Heart failure, due to the loss of cardiac function, is one of the major causes of death across the globe. A significant portion of heart failure patients, particularly those with severe left ventricular systolic dysfunction, do not sufficiently respond to current medical therapy.
Efficiency of cimaglermin
Researchers evaluated the safety and efficiency of a single combination of cimaglermin, which plays the role of a growth factor for the heart, facilitating the structural, metabolic and contractile elements of the heart to repair itself after the injury. The study was conducted among 40 heart failure patients who were undergoing best medical therapy for at least three months earlier to the trial. When compared with patients who received a placebo, patients who given a high dose of cimaglermin had a prolonged increase in left ventricular ejection fraction, or pumping capacity, through 90 days after dosage, with the highest increase reached at day 28.
“These results support continued clinical development of the experimental drug cimaglermin, including further safety assessments and detailing the potential advancement on clinical heart failure outcome measures,” mentioned Daniel J. Lenihan MD, the lead author of the study who works with the division of cardiovascular medicine at Vanderbilt University. “Along with all investigational therapeutics, further studies will be needed and are subject to regulatory review to conclude if the relative risks and benefits of cimaglermin confirm approval.”

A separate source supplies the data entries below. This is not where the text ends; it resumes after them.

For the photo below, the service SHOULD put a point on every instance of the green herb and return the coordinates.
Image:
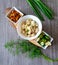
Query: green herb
(23, 46)
(38, 6)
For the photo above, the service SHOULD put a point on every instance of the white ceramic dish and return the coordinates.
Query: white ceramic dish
(14, 8)
(23, 19)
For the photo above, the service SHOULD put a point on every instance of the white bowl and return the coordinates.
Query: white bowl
(22, 19)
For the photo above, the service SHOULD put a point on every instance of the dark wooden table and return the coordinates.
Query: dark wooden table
(7, 33)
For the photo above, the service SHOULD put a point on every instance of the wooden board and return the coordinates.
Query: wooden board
(7, 33)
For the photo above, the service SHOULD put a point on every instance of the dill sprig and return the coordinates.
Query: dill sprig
(24, 46)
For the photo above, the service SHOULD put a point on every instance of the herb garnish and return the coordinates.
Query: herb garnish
(25, 46)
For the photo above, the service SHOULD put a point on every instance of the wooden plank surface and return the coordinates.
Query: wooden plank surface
(7, 33)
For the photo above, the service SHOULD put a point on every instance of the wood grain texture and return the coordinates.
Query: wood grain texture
(7, 33)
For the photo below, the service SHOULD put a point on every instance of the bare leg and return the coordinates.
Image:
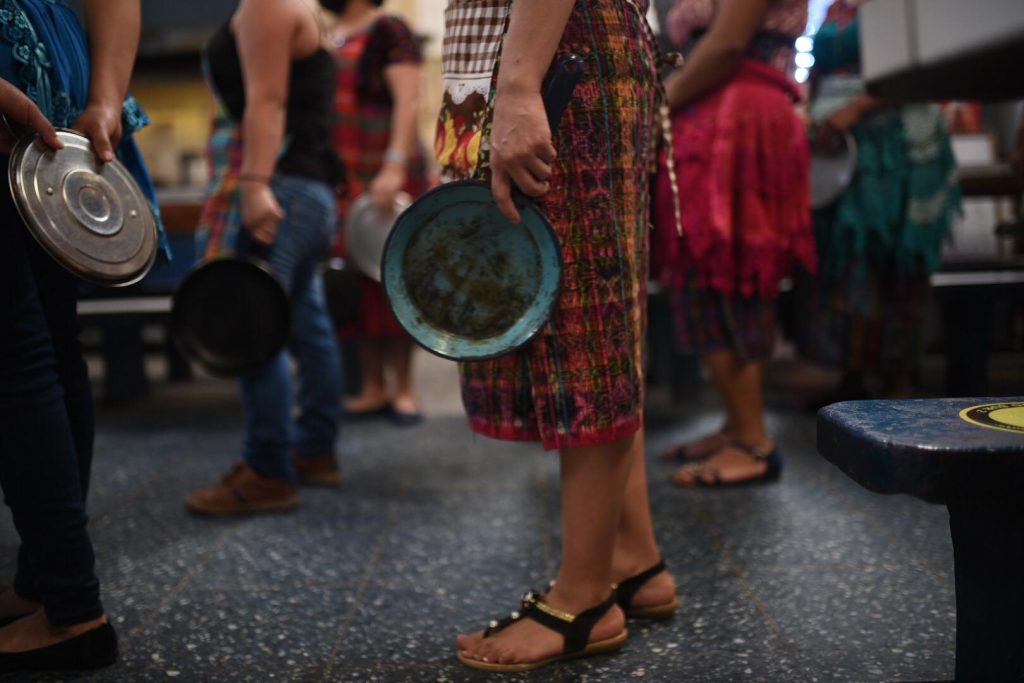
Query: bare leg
(399, 359)
(709, 443)
(594, 482)
(741, 387)
(373, 394)
(636, 549)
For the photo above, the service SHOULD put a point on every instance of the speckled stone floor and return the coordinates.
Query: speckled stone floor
(436, 530)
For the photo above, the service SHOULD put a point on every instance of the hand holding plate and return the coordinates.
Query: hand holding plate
(101, 125)
(521, 152)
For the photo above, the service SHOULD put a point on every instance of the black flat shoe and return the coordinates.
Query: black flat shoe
(92, 649)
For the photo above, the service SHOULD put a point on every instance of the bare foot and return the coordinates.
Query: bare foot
(729, 465)
(13, 605)
(34, 632)
(406, 402)
(698, 450)
(527, 641)
(658, 590)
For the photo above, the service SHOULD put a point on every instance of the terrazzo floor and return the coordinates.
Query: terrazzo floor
(436, 530)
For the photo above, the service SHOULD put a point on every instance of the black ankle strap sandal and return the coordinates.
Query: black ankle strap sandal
(573, 628)
(627, 590)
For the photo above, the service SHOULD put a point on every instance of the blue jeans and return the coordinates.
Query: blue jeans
(46, 426)
(303, 241)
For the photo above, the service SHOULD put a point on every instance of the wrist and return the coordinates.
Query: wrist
(395, 158)
(254, 179)
(108, 103)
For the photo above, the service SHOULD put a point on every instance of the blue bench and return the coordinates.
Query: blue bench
(969, 455)
(119, 314)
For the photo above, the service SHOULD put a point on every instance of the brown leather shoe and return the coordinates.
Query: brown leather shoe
(320, 471)
(242, 492)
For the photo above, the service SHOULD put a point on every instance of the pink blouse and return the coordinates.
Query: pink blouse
(784, 16)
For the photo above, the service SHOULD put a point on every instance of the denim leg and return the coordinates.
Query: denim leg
(315, 348)
(39, 467)
(303, 240)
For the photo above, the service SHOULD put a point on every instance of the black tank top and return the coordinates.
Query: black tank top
(308, 111)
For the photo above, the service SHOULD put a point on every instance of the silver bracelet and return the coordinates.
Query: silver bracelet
(395, 157)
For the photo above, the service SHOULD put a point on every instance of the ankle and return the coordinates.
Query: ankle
(755, 439)
(579, 597)
(76, 629)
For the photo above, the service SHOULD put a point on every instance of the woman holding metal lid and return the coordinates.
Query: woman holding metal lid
(578, 385)
(52, 614)
(377, 92)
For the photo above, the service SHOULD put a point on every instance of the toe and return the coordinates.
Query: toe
(468, 641)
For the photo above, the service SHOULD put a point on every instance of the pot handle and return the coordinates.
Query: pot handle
(568, 70)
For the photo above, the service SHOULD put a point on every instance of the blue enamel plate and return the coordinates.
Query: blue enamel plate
(466, 283)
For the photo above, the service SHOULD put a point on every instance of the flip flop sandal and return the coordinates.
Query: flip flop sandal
(626, 590)
(772, 472)
(573, 628)
(681, 453)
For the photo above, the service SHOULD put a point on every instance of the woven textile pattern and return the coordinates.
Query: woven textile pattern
(580, 381)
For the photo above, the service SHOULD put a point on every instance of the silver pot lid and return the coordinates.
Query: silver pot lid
(367, 230)
(90, 216)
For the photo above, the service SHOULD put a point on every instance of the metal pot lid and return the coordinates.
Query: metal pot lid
(832, 171)
(367, 230)
(90, 216)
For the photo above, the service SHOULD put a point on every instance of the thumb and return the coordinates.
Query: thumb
(501, 187)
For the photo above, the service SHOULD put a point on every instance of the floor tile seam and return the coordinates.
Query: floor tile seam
(181, 584)
(282, 587)
(365, 582)
(766, 617)
(781, 569)
(903, 550)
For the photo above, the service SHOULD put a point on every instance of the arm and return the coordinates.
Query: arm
(403, 84)
(718, 53)
(521, 151)
(113, 28)
(264, 32)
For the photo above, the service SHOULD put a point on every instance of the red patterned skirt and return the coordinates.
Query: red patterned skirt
(580, 381)
(741, 158)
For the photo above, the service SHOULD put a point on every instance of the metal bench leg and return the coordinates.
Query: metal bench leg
(986, 519)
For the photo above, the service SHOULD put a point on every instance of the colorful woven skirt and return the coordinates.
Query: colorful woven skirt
(580, 381)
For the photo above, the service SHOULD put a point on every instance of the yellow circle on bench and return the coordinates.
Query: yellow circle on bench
(1008, 417)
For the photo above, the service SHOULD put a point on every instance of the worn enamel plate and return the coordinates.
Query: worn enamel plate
(91, 217)
(367, 230)
(833, 171)
(466, 283)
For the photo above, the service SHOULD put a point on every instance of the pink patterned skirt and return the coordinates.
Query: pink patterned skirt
(742, 162)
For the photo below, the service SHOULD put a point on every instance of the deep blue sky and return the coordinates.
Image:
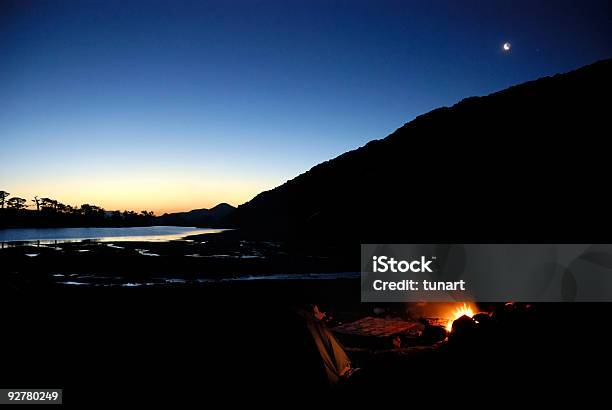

The most general side effects were headache and nausea, which were, in the short term, related to drug exposure. One patient who received the maximum planned dosage of cimaglermin had an adverse reaction that met the stopping criteria of Federal Drug Administration guidance for drug induced liver injury.
Limitations of this study include the smaller sample size and that the patients only received a single dose rather than multiple infusions.
“Even though the results of the study must be considered as provisional because of the small numbers of patients, the results of this study are however very exciting,” noted Douglas L. Mann, MD, FACC, editor-in-chief of JACC: Basic to Translational Science. “Rather than blocking the basic mechanisms that lead to cardiac injury, the early results with cimaglermin propose that it can also be possible to administer therapeutics that permit the failing heart to repair itself with the help of its own repair mechanisms. If the findings of this study can be replicated and translated into advancements in clinical results in larger numbers of patients in phase II and III clinical trials, it will symbolize a paradigm shift in the way in which clinicians treat patients with heart failure.”